In einem berührenden Nachwort, „Über die Kunst, Zeugnis von der Verbannung zu geben“, schildert Márcio Seligmann-Silva seine Eindrücke des Romans von Luis Krausz: „Wie eine Arche Noah nimmt dieses schöne und einzigartige Buch die aus der Katastrophe geretteten Fragmente einer Assimilation an das europäische bürgerliche Leben auf. Zwischen den Trümmern ziehen an uns nicht nur gescheiterte Biografien vorüber, sondern auch die Dokumente dieser Assimilationsversuche. Es kann wie eine Brücke gelesen werden, die zu unserer eigenen Vergangenheit führt und die Verbindung zu ihr wieder herstellt. … Aber die Arbeit der Erinnerung ist voll der Überraschungen.
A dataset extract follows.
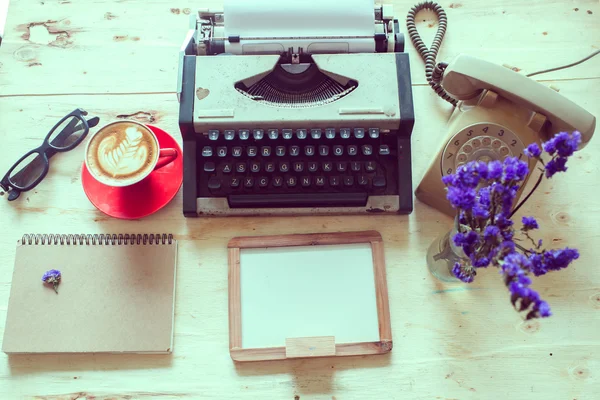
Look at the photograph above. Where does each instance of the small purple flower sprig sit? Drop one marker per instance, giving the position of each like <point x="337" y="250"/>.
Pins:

Im Zuge der Entzauberung durch perfekt ineinander gefügte Worte und scharf gedrechselte Sätze entsteht unversehens eine Welt umgeben von einer Aura. … Wir stehen vor einer Elegie zu Ehren einer untergegangenen Welt. Es ist eine Huldigung an die Toten, und an die Lebenden auch.“

Ref. „Desterro: Memórias em ruínas“, Luis Krausz, Tordesilhas, São Paulo 2011. Deutsche Erstausgabe „Verbannung – Erinnerungen in Trümmern“, Berlin 2013 Hentrich & Hentrich Verlag Berlin, ISBN 978-3-942271-81-3, 165 S. Aus dem brasilianischen Portugiesisch übersetzt von Manfred von Conta. In der Reihe „Jüdische Spuren“ Band 3, hrsg. Von Liliana Ruth Feierstein.